Mortgage rates surged by more than half a percentage point this week amid rising inflation and an interest rate hike by the Federal Reserve, according to Freddie Mac. The jump is the largest one-week increase since 1987.
The 30-year fixed-rate mortgage averaged 5.78% in the week ending June 16, up from 5.23% the week before. Rates have risen more than two-and-a-half percentage points this year.

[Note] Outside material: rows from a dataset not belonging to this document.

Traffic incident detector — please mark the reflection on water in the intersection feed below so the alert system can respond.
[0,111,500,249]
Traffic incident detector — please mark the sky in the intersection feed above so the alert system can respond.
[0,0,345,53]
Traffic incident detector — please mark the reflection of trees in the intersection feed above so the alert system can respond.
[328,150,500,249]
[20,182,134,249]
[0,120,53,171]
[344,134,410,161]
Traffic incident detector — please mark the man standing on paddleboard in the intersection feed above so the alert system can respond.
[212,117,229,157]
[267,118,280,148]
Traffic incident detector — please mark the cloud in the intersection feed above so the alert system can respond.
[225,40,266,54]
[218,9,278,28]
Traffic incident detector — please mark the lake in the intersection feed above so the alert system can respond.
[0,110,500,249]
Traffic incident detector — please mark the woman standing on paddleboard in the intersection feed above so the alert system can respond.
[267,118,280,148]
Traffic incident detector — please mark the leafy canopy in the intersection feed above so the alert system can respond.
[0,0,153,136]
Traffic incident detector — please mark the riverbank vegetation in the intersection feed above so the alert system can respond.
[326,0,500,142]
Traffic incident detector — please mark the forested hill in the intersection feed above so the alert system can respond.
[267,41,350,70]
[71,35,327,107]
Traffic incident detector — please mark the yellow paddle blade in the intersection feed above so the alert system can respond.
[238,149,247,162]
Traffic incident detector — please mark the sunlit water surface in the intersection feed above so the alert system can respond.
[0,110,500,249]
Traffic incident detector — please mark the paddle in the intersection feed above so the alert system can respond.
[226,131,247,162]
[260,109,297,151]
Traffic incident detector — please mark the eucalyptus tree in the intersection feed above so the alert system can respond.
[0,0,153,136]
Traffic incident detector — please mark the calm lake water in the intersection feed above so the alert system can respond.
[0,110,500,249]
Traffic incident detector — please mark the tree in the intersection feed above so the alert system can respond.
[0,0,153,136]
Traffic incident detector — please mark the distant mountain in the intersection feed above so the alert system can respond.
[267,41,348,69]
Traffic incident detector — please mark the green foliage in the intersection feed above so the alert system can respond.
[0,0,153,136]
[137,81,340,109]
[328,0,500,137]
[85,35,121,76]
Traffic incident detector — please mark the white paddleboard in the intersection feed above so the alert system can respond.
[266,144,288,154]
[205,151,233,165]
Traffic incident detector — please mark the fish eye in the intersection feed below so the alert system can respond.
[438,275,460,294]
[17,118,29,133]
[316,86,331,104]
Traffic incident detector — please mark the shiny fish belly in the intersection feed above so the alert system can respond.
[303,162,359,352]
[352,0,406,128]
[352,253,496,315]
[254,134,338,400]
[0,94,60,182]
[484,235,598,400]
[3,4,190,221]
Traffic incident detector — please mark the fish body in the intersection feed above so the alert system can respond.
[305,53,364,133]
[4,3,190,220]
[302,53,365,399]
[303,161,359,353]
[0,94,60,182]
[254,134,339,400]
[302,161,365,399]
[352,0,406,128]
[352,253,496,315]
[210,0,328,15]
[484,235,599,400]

They were at an average of 2.93% this time last year.
"These higher rates are the result of a shift in expectations about inflation and the course of monetary policy," said Sam Khater, Freddie Mac's chief economist.
"Higher mortgage rates will lead to moderation from the blistering pace of housing activity that we have experienced coming out of the pandemic, ultimately resulting in a more balanced housing market."
Buyers are finding homes even less affordable as inflation takes a larger chunk of their income and the cost of borrowing has reduced their purchasing power.
A year ago a buyer who put 20% down on a median priced $390,000 home and financed the rest with a 30-year, fixed-rate mortgage at an average interest rate of 2.93% had a monthly mortgage payment of $1,304, according to numbers from Freddie Mac.
Today, a homeowner buying the same priced house with an average rate of 5.78% would pay $1,827 a month in principal and interest. That's $523 more each month,
Mortgage rates tend to track 10-year US Treasury bonds. But mortgage rates are indirectly impacted by the Fed's actions on inflation.